Mientras, en la estación de Atocha las velas, las flores y los mensajes de condolencia no paraban de llegar. Durante días, el vestíbulo de Atocha se convirtió en un improvisado altar donde los viajeros rezaban y escribían sus mensajes a los fallecidos. Las velas encendidas formaron una pradera de cilindros rojos y llamas amarillas, en gesto de paz.

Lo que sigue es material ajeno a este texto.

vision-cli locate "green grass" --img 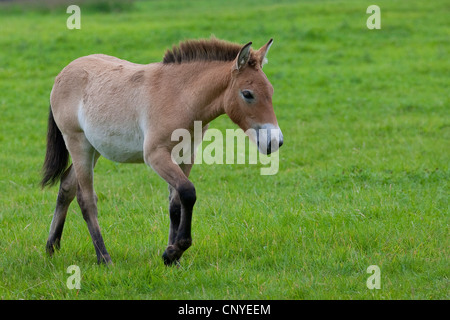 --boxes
[0,0,450,299]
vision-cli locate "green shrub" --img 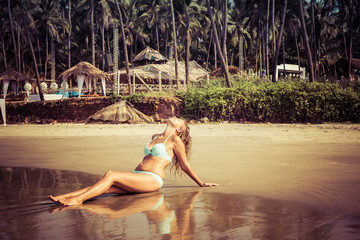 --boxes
[177,79,360,123]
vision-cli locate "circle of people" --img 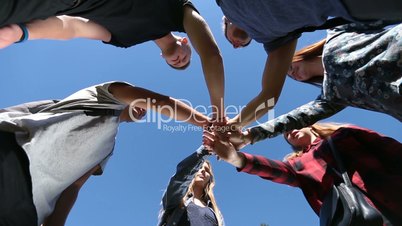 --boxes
[0,0,402,226]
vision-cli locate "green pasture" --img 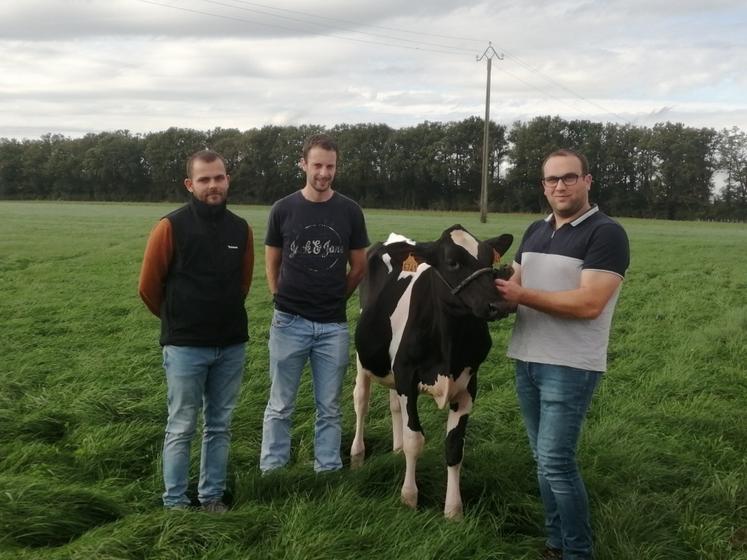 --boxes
[0,202,747,560]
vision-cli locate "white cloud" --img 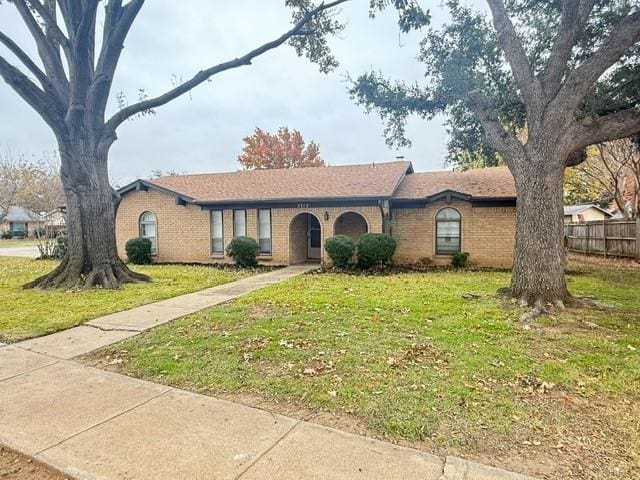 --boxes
[0,0,464,184]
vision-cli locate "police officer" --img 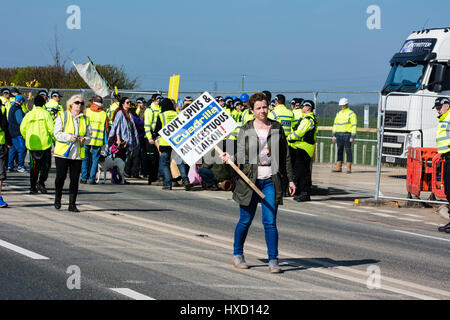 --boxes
[45,91,64,120]
[287,100,318,202]
[332,98,358,173]
[0,88,11,117]
[144,94,163,185]
[433,97,450,233]
[80,96,109,184]
[155,98,192,191]
[20,95,55,194]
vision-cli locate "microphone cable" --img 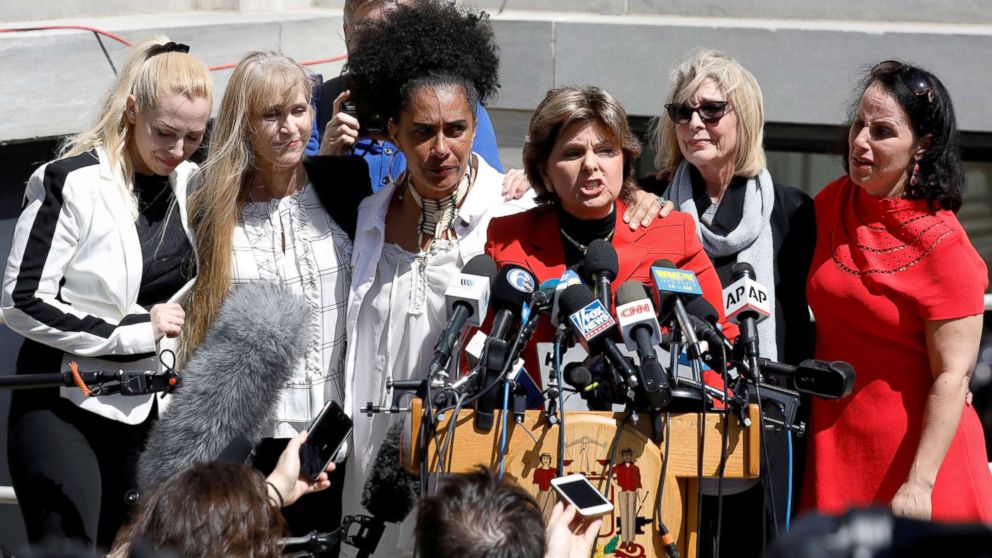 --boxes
[785,430,792,532]
[713,343,731,556]
[686,356,706,556]
[654,410,679,558]
[499,380,510,480]
[552,326,565,477]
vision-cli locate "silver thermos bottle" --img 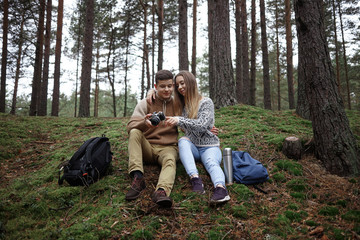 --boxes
[223,148,234,184]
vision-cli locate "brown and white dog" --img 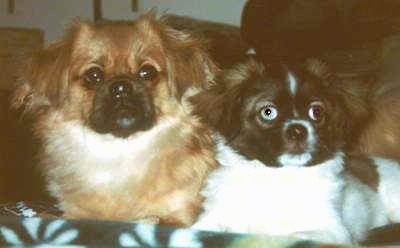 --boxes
[355,86,400,160]
[191,58,400,243]
[13,13,217,225]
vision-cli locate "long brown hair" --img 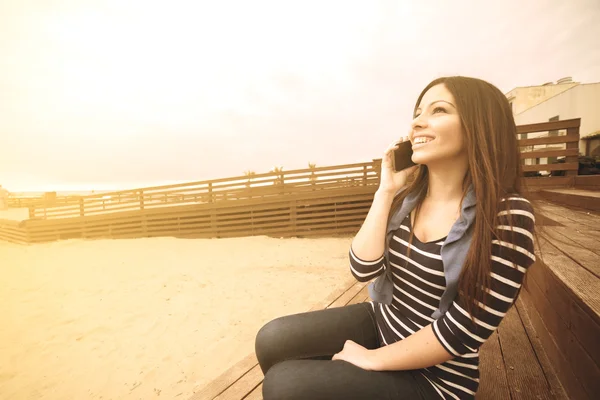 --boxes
[390,76,526,317]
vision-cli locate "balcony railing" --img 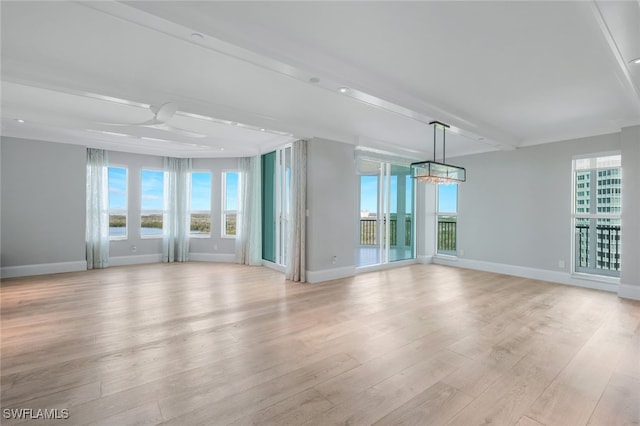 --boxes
[438,218,457,254]
[576,224,620,272]
[360,217,412,246]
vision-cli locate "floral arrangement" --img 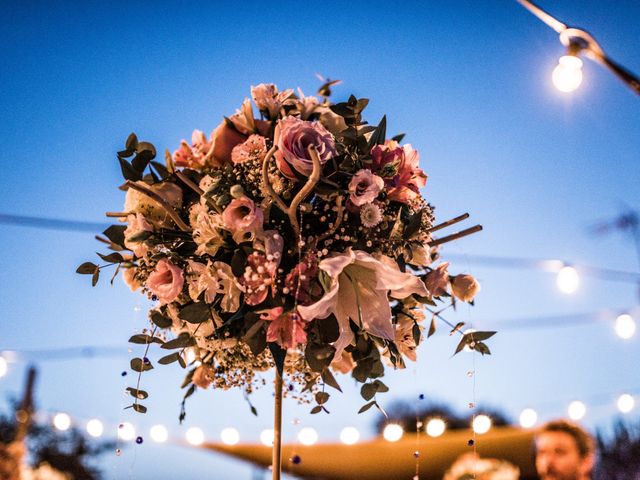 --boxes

"Sí a la paz, no a la guerra", "En esos trenes íbamos todos", "Nunca os conocimos pero nunca os olvidaremos", "No más terrorismo"... fueron algunos de los mensajes que los ciudadanos dejaron en Atocha. Muchos de ellos estarán en el monumento a las víctimas que presidirá, a partir del 11 de marzo de 2005, la confluencia entre el Paseo de la Infanta Isabel y la Avenida de la Ciudad de Barcelona, en Madrid, en homenaje a las víctimas del 11-M.

Las víctimas

Un monumento que no llevará inscritos los nombres de los que perdieron la vida en los atentados pero de los que aquí dejamos constancia:

Eva Belén, Oscar, Liliana Guillermina, Florencio, Juan Alberto, María Josefa, Asenov, Maria Nuria, Alberto, Neil Hebe, Ana Isabel, Miguel Angel, Susana, Francisco Javier, Gonzalo, Inés, Imddaouan Sanae, Rodolfo, Valeria, Livia, Florencio, Trinidad, María, Stefan, Tibor, María Pilar, Rodrigo, Milagros, Sonia, Alicia, José María, Alvaro, Francisco Javier, Cipriano, Inmaculada, Sara, Manuel, María Eugenia, Jacqueline, María Soledad, María Paz, Esteban Martín, Sergio, Miguel, Alvaro, Juan Carlos, Marta, Nuria, Nicoleta, Beatriz, Gabriela, Tinka, Kalina, Sam, Sergio, María Dolores, Osama, Sara, Carlos Marino, María, Rex, Héctor Manuel, Julia, Mª Dolores, José, José Raúl, María Pilar, Abel, Juan Luis, Beatriz, María de las Nieves, Enrique, Cristina Aurelia, Carlos Alberto, José, José María, Javier, Petricagil, Ana Isabel (embarazada), Oscar, Félix, Angélica, Teresa, Elías, Juan Miguel, Javier, Berta María, Pedro, Alejandra,Mohamed, Pablo, Mª Teresa, Oleksandr, Laura Isabel, María Victoria, María del Carmen, Míriam, Mª del Carmen, Mª Cristina, José María, María Jesús, Francisco Javier, Angel, Vicente, Antonio, Begoña, Ana, Luis Andrés, María Pilarmartinas, Alois, Carmen Mónica, Mírian, Javier, Michael, Stefan, Segundo Víctor, Encarnación, Mª Teresa, Julia, Francisco, José Ramón, Eugenio, Juan Pablo, Juan, Francisco José, Mariana, Ismael, Inés, Miguel Angel, Angel, Sonia, Juan Francisco, Daniel, Josefa, Mirian, Roberto, Mª Pilar, Felipe, Martha Scarlett, Elena, María Luisa, Ionut, Emilian, Miguel Angel, Francisco Antonio, John Jairo, Laura, Miguel, Jorge, Luis, Mª Soledad, Angel Luis, Francisco Javier, Ambrosio, Cristina, Patricia, Wieslaw, Antonio, Sergio, María Isabel, Juan Antonio, Frances Balbina, David, Juan Carlos, Eduardo, Guillermo, Miguel Antonio, Rafael, Paula Mihaela, Federico Miguel, Domnino, María Susana, Carlos, María Ivanova, Marion Cintia, Anlexandru Horaciu, Teresa, José Luis, Iris, Neil Fernando, Carlos, María Teresa, Jesús, José Migel, Saúl, Mercedes, David, Juan Ramón, Yaroslav y Csaba.